Gosse was a distinguished biologist and a correspondent with Darwin. ‘Precision’, he wrote, ‘is the very soul of science’ and he meant it. But his ‘ramblings’ were not intended as a ‘book of systematic zoology.’ Their purpose was a wider one. He pressed into service ‘personal narrative, local anecdote, and traditionary legend.’ He quotes the poets and the Bible. His aim was to awaken as large an audience as possible to his news that ‘prodigies’ are ‘all in sight of inattentive man.’
To read Kingsley and Gosse on Lyme Bay now is to read two deeply engaged thinkers, both in touch with Darwin. Both men were Christians and even as they describe those prodigies, ‘all in sight’ to anyone with eyes to see, they enlist their surroundings in the ‘species question’, or debate about how (or whether) new forms of life emerge, how life reinvents itself.
It is for this too, surely, that they still merit attention. The great argument today does not pit biological science against literalist Christianity. But the clergyman-novelist Kingsley’s account of this is more prescient in some ways than the scientist Gosse. As they wrote, London’s Great Exhibition of 1851 was a recent memory and Crystal Palace was still a popular attraction.

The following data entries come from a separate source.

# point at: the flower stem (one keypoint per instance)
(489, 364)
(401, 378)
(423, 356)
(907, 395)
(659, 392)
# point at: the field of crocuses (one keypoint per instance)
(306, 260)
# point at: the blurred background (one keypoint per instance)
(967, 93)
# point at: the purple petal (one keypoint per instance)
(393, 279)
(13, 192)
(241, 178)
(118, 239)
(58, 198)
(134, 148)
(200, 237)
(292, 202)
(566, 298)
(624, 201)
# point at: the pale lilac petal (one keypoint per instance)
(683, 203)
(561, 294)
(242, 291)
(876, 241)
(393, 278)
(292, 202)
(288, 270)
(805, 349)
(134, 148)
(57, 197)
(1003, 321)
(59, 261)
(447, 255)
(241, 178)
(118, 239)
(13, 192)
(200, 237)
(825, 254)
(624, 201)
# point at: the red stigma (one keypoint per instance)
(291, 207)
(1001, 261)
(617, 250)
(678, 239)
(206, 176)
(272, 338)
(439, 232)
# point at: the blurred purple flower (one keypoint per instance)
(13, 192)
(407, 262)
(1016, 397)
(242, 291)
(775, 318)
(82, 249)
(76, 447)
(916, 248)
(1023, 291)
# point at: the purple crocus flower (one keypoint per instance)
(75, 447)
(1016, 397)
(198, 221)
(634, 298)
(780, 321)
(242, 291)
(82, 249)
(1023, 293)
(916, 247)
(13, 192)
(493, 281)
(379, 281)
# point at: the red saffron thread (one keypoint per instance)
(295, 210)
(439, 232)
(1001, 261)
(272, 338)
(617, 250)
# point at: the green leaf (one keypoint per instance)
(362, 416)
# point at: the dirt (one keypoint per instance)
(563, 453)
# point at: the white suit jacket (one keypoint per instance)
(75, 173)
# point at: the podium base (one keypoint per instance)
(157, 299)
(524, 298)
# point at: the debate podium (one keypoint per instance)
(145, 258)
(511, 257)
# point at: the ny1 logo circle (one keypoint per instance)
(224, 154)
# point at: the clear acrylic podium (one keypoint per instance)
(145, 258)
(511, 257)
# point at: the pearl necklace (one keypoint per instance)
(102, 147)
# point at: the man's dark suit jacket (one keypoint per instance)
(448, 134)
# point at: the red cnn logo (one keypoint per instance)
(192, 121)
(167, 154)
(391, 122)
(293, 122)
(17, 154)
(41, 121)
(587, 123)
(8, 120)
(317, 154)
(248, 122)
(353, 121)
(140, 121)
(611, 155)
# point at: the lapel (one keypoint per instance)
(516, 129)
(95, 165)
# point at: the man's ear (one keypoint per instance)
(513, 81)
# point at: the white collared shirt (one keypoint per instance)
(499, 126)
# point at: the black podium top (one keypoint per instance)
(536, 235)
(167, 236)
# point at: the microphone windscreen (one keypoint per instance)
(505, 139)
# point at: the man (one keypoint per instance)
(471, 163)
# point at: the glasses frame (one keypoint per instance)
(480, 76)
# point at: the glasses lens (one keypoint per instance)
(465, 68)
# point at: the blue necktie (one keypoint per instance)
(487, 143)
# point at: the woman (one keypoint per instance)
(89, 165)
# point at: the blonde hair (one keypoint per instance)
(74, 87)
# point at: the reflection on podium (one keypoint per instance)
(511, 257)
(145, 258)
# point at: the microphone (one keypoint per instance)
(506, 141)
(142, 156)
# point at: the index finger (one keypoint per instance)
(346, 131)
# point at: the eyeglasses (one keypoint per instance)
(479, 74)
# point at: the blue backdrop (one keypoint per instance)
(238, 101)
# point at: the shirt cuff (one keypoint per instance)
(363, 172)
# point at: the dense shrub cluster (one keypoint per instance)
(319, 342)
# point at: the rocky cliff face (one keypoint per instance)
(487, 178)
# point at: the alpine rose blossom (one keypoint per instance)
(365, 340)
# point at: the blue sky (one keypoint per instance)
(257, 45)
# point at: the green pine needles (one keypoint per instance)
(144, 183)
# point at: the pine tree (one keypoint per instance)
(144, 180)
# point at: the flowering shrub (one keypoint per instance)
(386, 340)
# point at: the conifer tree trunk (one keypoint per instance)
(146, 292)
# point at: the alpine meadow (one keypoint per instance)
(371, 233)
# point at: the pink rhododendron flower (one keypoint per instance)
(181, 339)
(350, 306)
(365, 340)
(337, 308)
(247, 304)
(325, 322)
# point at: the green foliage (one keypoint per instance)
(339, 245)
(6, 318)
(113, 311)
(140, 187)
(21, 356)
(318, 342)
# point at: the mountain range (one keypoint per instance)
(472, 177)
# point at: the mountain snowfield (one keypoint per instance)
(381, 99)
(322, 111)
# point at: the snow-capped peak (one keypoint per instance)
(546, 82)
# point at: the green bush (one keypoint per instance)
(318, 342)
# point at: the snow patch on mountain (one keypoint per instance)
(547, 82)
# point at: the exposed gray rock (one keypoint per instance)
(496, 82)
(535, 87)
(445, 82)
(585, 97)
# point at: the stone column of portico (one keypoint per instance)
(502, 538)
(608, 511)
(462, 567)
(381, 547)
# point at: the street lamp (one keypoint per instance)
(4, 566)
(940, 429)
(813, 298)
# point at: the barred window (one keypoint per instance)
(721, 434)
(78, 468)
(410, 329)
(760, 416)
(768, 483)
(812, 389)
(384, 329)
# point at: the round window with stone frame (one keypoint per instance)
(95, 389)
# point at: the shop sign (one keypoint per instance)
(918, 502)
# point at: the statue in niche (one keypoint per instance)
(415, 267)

It was also something close to a temple dedicated to humankind’s new and austerely ‘rationalised’ ideal, one which an energy-obese industrial civilisation would soon deliver. The vast cast-iron-and-plate-glass structure and its implied vision for the future appalled Feodor Dostoevsky when he visited London. It appalled Kingsley too. He repeatedly marvels at the intricate structure of even, or especially, the smallest marine creatures, contrasting the loveliness of a sea urchin’s design, say, with the grandomania and boastfulness of Crystal Palace.
Crystal Palace burnt down long ago but the world-view of which it was an expression is with us still. It is much the same philosophy that built our malls and motorways and cruise ships. The same philosophy has both overfished our oceans (to stock our supermarkets) and put endless obstacles in the way of real marine protection.
I mentioned earlier that a review on HPMAs appeared during lockdown and was largely ignored. One of those who wrote it, Joan Edwards, now with the Wildlife Trusts, was once involved with the response to an American oil company which had applied to drill through the reefs in Lyme Bay for the oil that is known to lie beneath them.
The oil company was dissuaded. Thirty years later those same reefs are part of a Marine Protected Area and Ms Edwards is on a panel making the case for fully protected areas to be established at last around our coast. The sediments that accumulate where the sea bed is undisturbed are known to absorb carbon more efficiently even than trees.
That review was engaging with the most urgent issue of our time. As we’ve seen, people have been thinking through this stretch of coast for a long time. So why shouldn’t we? Kingsley chuckled over visitors walking ‘up one parade and down another’, falling asleep over bad novels and having their umbrellas stolen, waking up for a nightlife which is ‘a soulless rechauffé of third-rate London frivolity.’ This is how ‘thousands spend the golden weeks of summer.’
Is what he describes entirely unrecognisable? And yet there the cup corals are, to this day, only a little way offshore. Between West Bay and Seaton, half a mile out, runs a submarine ledge teeming with marine life, rising to within 10 ft of the surface before it plunging to the sea bed. With Glaucus, then, with Gosse and Kingsley, with Glanvill and Edwards, let us glide along it in imagination and remind ourselves why knowing it is there has never mattered so urgently as it does now.